In contrast to France and India, the Israeli Air Force was an enthusiastic Ouragan user. Seeking to augment its jet aircraft force of British Gloster Meteors, IAF initially considered French Dassault Mystère IIC and Canadian-built F-86 Sabre Mk.6 fighters. Due to development problems with the Mystère and a Canadian embargo on the Sabres, the order was changed to Mystère IVAs, with a batch of Ouragans purchased as a stop-gap measure. By 1955, the IAF had received at least 75 aircraft, comprising a mix of newly-built and retired French Air Force examples.

Israeli Ouragans entered combat on 12 April 1956, shooting down an Egyptian Vampire. At the onset of the Suez Crisis on 29 October 1956, Ouragans shot down an additional four Vampires. The two documented encounters with Soviet Mikoyan-Gurevich MiG-15 fighters (also powered by the Nene engine but with a more modern swept wing) ended with one Ouragan surviving several 37 mm (1.46 in) cannon hits to fly the next day and one MiG-15 being heavily damaged after it entered a turning dogfight with the Ouragans. The poor training of the Egyptian pilots who were consistently unable to realize their advantage in numbers as well as the MiG-15's speed and climb characteristics helped Ouragans to survive despite their inferior performance. On 31 October, a pair of Ouragans armed with rockets strafed the Egyptian destroyer Ibrahim el Awal (ex-HMS Mendip), resulting in the capture of the ship.

The Ouragans were relegated to advanced training shortly after the Suez Crisis, although they saw more combat in the 1967 Six-Day War. In 1975, the IAF sold 18 Ouragans to El Salvador, where they remained in service until the late 1980s.


This one is quite typical of the newer Valom kits in that the surface detailing is superb (assuming you like the 'pock mark rivet' look) with the moldings nice and crisp. Only a teeny amount of flash was noted on the single major sprue of injected plastic. There are two smaller sprues carrying weapons along with a somewhat thick clear one-piece canopy. Resin is used for the bang seat and there is a small photo etch fret for some interior details (such as the main instrument panel and its accompanying acetate instrument sheet), and the bands around the rockets.

The interior is well appointed and includes nicely done sidewall planes. There are etched belts for the resin seat.

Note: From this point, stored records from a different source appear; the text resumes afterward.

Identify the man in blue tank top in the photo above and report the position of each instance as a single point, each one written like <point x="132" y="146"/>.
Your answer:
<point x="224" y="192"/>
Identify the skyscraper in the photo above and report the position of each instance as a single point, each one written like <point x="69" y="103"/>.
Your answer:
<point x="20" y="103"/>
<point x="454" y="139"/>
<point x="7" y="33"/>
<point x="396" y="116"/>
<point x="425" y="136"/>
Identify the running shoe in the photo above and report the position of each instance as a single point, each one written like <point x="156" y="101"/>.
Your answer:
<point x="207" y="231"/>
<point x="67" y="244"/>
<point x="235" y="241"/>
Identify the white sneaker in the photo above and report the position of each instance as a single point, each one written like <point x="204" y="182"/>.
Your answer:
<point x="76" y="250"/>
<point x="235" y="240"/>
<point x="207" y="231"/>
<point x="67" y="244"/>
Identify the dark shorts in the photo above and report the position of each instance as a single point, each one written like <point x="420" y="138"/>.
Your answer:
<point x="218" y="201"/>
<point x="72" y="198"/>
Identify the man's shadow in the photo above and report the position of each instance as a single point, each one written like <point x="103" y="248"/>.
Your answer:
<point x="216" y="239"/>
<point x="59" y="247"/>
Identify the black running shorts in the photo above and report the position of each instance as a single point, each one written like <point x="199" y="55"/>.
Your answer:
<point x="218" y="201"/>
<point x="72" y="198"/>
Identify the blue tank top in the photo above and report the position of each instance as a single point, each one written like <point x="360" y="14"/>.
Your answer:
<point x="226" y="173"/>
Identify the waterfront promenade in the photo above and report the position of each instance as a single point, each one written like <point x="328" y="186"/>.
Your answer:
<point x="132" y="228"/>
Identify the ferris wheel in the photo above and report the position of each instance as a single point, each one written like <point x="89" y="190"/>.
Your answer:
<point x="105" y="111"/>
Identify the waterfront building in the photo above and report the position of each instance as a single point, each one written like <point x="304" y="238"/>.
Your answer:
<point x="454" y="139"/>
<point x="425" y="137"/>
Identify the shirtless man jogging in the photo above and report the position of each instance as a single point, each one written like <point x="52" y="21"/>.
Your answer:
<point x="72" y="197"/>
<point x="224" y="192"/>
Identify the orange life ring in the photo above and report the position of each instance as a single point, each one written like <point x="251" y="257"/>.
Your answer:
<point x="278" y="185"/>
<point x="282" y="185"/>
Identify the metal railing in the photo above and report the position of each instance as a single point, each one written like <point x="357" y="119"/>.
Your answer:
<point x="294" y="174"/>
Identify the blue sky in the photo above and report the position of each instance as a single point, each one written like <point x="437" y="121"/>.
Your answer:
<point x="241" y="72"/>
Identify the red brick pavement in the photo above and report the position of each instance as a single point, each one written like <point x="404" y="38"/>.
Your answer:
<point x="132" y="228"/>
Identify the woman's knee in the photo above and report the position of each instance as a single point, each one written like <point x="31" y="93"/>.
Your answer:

The kit has a well done nose intake section with a separate lower gun panel. The wheel wells are separate items as are the wing tip tanks. Landing gear are nicely molded and the kit comes with weapons for all six of the wing pylons. On each wing, the central of the three is for the slick bomb while the other two are for stacked rockets. This is a basic early jet so no oodles of options or other bits are included.

Instructions are well done with two folded sheets. The outer sheet is in full color and includes your paint reference chart and painting/markings guide. The construction steps include color information as well as Valom's usual very large parts/color blocks. Two sets of markings are included. First is the box art plane of the 113 Squadron in the later camouflage scheme of light earth, blue-grey over light blue. It includes the unit's huge shark mouth and a unit or personal badge. The second option is a bare metal version from EC 2/4 'Lafayette' that is currently in the French AF museum. For this option the modeler will need to paint the red flashes and stripes on the tip tanks. Decals are superbly printed by Boaagency and show no registration errors.  


This is, to my recollection, the second Ouragan produced in 1/72 scale and may well be the best. The Heller kit, while nice, isn't as well detailed as this one and is from the raised panel line era of the 1970s. This one includes full armament and should build into a superb model.